The increasing need for improved analysis of protein biomarkers, in particular the quantification of cytokines in biological fluids, has prompted the development of more efficient and more sensitive ligand-binding assay platforms [10]. In this issue, Gupta and colleagues describe the sensitivity, accuracy, precision and other analytical characteristics of multiplexed cytokine assays in plasma using the Simple Plex™ Ella microfluidic platform, ProteinSimple, CA, USA. Their demonstration of analytical performance, and comparison with traditional ELISA, pave the way for assay implementation in exploratory clinical biomarker studies, such as those that investigate pharmacodynamic changes resulting from immune checkpoint inhibitor treatment [11].

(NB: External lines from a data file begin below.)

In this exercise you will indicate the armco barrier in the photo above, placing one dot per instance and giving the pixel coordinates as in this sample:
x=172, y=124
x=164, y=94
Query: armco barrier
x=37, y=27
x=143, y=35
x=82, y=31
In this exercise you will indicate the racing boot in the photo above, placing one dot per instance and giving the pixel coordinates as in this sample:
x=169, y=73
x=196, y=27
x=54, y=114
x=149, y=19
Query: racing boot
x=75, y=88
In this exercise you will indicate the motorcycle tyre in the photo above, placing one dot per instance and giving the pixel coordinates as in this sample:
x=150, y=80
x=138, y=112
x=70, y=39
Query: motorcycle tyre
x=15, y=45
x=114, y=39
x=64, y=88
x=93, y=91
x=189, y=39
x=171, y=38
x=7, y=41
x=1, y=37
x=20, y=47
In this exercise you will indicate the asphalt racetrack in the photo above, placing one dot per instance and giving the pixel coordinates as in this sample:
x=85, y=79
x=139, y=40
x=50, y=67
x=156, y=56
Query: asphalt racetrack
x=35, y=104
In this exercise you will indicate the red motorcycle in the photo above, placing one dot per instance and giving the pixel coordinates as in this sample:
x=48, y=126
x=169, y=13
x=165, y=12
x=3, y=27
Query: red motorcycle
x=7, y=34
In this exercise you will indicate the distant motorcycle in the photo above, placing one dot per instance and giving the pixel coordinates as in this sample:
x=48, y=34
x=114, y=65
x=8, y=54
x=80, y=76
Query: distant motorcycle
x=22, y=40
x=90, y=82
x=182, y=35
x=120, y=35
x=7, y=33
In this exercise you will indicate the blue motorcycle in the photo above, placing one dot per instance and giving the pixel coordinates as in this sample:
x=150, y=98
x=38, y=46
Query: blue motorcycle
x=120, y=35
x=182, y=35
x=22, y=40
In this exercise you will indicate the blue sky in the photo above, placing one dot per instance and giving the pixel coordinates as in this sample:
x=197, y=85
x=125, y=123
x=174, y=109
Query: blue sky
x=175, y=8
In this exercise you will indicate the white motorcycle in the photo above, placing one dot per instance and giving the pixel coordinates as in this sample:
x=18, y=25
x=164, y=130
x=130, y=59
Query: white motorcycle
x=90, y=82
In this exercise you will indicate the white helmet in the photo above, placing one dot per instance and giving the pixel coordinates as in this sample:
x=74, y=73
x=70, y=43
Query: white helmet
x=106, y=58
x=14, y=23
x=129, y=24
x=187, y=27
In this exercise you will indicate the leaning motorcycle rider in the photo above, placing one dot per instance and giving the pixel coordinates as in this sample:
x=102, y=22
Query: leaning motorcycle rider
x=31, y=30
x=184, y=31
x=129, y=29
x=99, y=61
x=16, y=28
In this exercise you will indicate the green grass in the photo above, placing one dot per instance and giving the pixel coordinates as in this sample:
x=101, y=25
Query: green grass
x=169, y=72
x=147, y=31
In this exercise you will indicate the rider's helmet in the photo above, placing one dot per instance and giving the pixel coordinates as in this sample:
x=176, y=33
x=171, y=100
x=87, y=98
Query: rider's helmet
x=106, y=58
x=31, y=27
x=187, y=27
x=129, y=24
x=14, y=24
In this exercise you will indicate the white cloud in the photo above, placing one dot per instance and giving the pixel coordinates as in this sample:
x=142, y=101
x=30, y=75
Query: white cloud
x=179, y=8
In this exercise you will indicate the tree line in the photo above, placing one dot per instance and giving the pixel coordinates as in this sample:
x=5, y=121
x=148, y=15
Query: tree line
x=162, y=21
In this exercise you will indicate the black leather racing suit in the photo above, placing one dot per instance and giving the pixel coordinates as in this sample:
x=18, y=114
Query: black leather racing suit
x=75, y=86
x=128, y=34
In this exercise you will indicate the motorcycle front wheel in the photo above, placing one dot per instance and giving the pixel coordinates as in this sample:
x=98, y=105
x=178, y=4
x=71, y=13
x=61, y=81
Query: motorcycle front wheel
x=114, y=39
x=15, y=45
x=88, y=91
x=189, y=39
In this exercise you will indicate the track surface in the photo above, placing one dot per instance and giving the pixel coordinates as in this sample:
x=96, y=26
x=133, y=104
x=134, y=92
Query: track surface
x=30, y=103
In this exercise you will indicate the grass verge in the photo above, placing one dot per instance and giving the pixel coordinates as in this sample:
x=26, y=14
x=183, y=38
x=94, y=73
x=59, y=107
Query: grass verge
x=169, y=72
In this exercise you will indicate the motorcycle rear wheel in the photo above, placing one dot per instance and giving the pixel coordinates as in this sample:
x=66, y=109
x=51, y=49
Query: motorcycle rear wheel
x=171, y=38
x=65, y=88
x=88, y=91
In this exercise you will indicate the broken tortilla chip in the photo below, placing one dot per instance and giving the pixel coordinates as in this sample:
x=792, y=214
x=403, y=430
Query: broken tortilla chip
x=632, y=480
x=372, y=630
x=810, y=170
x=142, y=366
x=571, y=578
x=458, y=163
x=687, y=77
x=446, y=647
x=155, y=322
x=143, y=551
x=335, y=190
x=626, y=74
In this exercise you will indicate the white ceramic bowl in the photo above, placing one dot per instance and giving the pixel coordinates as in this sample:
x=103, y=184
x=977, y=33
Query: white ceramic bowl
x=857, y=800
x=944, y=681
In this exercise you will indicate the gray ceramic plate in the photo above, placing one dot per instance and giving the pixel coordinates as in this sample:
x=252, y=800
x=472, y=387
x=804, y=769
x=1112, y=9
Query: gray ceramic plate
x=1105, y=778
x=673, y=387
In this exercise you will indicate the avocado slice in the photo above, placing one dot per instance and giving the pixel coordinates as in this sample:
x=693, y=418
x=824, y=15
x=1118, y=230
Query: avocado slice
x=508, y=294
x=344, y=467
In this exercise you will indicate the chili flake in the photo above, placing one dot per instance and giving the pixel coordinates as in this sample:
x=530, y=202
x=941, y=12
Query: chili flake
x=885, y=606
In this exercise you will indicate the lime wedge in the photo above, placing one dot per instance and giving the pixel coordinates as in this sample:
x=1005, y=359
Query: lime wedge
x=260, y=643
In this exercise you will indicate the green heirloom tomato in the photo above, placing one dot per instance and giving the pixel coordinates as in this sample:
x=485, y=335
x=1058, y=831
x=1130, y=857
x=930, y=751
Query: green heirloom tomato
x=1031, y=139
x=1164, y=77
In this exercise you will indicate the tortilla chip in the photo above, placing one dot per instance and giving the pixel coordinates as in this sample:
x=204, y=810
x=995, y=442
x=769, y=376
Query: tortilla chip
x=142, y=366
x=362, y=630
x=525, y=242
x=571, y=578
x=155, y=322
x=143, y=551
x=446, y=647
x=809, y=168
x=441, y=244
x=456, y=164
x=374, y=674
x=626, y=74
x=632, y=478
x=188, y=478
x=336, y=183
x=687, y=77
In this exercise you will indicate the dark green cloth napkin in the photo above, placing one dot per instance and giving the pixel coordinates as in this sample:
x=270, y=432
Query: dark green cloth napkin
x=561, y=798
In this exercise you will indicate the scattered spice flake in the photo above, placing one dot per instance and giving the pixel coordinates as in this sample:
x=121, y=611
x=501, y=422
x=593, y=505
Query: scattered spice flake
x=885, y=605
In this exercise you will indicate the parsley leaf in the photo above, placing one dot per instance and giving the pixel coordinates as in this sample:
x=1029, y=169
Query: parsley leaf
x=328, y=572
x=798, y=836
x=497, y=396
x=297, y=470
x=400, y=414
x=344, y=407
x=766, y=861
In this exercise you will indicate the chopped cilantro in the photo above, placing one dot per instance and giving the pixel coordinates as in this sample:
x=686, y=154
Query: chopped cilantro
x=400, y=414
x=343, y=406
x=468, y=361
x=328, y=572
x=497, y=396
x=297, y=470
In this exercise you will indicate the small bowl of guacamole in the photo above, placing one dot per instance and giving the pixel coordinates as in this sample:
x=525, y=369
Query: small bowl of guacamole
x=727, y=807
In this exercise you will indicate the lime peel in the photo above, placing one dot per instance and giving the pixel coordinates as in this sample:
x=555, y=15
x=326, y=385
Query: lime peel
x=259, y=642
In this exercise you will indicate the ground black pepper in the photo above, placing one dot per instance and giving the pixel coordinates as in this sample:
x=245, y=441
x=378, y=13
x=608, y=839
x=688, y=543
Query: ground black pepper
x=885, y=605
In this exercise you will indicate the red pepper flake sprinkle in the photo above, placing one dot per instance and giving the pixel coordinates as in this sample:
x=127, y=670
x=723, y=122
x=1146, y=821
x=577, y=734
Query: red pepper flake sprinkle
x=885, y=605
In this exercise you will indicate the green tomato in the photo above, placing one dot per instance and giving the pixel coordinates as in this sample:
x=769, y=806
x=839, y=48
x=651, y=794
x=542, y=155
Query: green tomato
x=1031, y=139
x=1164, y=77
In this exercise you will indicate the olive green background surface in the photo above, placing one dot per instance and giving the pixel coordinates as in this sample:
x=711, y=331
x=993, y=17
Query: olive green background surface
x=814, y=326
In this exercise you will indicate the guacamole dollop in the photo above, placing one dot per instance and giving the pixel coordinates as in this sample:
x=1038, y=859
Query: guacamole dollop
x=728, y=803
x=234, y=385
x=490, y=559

While extensive activity is seen in the pages of Bioanalysis and other journals on protein and small-molecule biomarker analytes, other chemotypes are being explored as part of mechanistic studies. da Costa et al. provide a review of the potential use of such an alternative analyte, miRNAs, in a clinical setting as circulating biomarkers in Parkinson’s disease [12]. miRNAs have the potential for being an early diagnostic of the disease which is normally diagnosed through later stage neuromotor symptoms. In addition to discussing the various technologies employed, the authors note the regulatory authorities’ interest and consortia focused on validating the relevance of specific miRNAs as diagnostic biomarkers.

Finally, the measurement of cellular biomarkers by flow cytometry for characterization of the disease state or evaluation of response to treatment is an area of increasing emphasis in drug development. To this end, Sun and colleagues describe a case study where a quantitative flow cytometry assay was developed for the detection of intracellular expression of Ki67, a cell proliferation marker, in cellular subsets of human blood [13]. Assay validation demonstrates robustness of the method to monitor Ki67 expression in clinical samples from immunotherapy studies.

The issue also includes the parts two and three of the White Papers to be published following the Workshop on Recent Issues in Bioanalysis annual meeting held in April this year, which focus on biomarker assay validation [14,15].

While the variety of new chemo- and proteo-type drug constructs continue to provide challenges to the bioanalytical scientist, it is biomarkers that are opening up new vistas and forcing the expansion of existing technology solutions and the exploration of alternatives. As part of the scientific community working in this space, the Guest Editors and hopefully the readers, have found the content of both Special Focus Issues on biomarkers inspiring and eliciting a further commitment to being active participants in the development of new therapies for patients with serious diseases.